Endocrine. 2004 Jun;24(1):1-13. doi: 10.1385/ENDO:24:1:001.
The cardiovascular risk in patients with hypothyroidism is related to an increased risk of functional cardiovascular abnormalities and to an increased risk of atherosclerosis. The pattern of cardiovascular abnormalities is similar in subclinical and overt hypothyroidism, suggesting that a lesser degree of thyroid hormone deficiency may also affect the cardiovascular system. Hypothyroid patients, even those with subclinical hypothyroidism, have impaired endothelial function, normal/depressed systolic function, left ventricular diastolic dysfunction at rest, and systolic and diastolic dysfunction on effort, which may result in poor physical exercise capacity. There is also a tendency to increase diastolic blood pressure as a result of increased systemic vascular resistance. All these abnormalities regress with L-T4 replacement therapy. An increased risk for atherosclerosis is supported by autopsy and epidemiological studies in patients with thyroid hormone deficiency. The "traditional" risk factors are hypertension in conjunction with an atherogenic lipid profile; the latter is more often observed in patients with TSH >10 mU/L. More recently, C-reactive protein, homocysteine, increased arterial stiffness, endothelial dysfunction, and altered coagulation parameters have been recognized as risk factors for atherosclerosis in patients with thyroid hormone deficiency. This constellation of reversible cardiovascular abnormalities in patient with TSH levels <10 mU/L indicate that the benefits of treatment of mild thyroid failure with appropriate doses of L-thyroxine outweigh the risk.

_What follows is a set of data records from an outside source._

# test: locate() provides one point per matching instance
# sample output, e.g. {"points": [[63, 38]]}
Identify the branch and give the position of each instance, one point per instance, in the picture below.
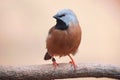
{"points": [[48, 71]]}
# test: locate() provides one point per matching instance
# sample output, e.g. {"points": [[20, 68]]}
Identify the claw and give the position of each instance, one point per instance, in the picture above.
{"points": [[72, 62], [54, 62]]}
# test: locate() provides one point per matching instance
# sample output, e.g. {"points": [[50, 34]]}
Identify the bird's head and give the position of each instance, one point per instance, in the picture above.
{"points": [[66, 16]]}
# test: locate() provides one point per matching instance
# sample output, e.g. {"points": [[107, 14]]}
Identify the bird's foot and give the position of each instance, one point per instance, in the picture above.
{"points": [[72, 62], [74, 65], [55, 64]]}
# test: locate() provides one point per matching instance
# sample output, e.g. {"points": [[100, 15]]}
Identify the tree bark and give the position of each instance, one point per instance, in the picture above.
{"points": [[62, 71]]}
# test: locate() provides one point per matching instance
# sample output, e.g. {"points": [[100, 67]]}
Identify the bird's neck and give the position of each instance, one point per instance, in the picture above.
{"points": [[61, 25]]}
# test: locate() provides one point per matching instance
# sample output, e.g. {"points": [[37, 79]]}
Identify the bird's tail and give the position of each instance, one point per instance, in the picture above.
{"points": [[47, 56]]}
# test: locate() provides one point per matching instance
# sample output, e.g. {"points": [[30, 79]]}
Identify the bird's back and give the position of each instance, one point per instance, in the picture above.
{"points": [[63, 42]]}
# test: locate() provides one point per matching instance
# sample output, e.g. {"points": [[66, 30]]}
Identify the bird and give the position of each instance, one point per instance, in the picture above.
{"points": [[64, 37]]}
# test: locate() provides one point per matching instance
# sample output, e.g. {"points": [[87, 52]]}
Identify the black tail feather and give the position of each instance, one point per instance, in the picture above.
{"points": [[47, 56]]}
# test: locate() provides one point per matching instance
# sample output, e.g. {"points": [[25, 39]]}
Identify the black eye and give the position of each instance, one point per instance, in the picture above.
{"points": [[62, 15]]}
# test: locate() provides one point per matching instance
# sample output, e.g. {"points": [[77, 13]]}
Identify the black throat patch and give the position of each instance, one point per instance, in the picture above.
{"points": [[61, 25]]}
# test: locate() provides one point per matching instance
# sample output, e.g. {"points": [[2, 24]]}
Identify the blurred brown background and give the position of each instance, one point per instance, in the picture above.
{"points": [[24, 26]]}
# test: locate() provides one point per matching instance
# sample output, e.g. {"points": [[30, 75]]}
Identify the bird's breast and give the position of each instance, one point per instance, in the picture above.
{"points": [[63, 42]]}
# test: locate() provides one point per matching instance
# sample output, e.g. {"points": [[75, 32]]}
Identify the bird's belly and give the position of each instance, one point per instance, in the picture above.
{"points": [[63, 43]]}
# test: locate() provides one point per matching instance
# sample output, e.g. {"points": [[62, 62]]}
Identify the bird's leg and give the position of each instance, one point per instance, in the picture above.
{"points": [[54, 62], [72, 62]]}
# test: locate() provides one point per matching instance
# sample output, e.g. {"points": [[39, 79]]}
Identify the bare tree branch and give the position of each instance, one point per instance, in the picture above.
{"points": [[48, 71]]}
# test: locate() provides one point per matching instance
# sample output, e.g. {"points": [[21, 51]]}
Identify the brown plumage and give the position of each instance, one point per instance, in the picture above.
{"points": [[64, 38]]}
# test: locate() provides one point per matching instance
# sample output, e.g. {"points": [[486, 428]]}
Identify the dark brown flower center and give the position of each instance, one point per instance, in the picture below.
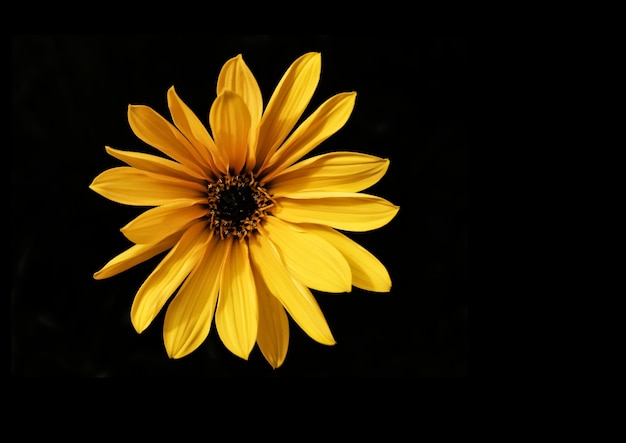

甲状腺功能减退患者的心血管风险与功能性心血管异常风险增加以及动脉粥样硬化风险增加有关。亚临床甲状腺功能减退和显性甲状腺功能减退患者的心血管异常模式相似,这表明较轻程度的甲状腺激素缺乏也可能影响心血管系统。甲状腺功能减退患者,即使是亚临床甲状腺功能减退患者,也存在内皮功能受损、收缩功能正常/降低、静息时左心室舒张功能障碍以及运动时收缩和舒张功能障碍,这可能导致运动能力较差。由于全身血管阻力增加,舒张压也有升高趋势。所有这些异常在左甲状腺素替代治疗后都会消退。甲状腺激素缺乏患者的尸检和流行病学研究支持动脉粥样硬化风险增加。“传统”风险因素是高血压合并致动脉粥样硬化的血脂谱;后者在促甲状腺激素>10 mU/L的患者中更常见。最近,C反应蛋白、同型半胱氨酸、动脉僵硬度增加、内皮功能障碍和凝血参数改变已被确认为甲状腺激素缺乏患者动脉粥样硬化的风险因素。促甲状腺激素水平<10 mU/L的患者中这些可逆性心血管异常的组合表明,用适当剂量的左甲状腺素治疗轻度甲状腺功能减退的益处大于风险。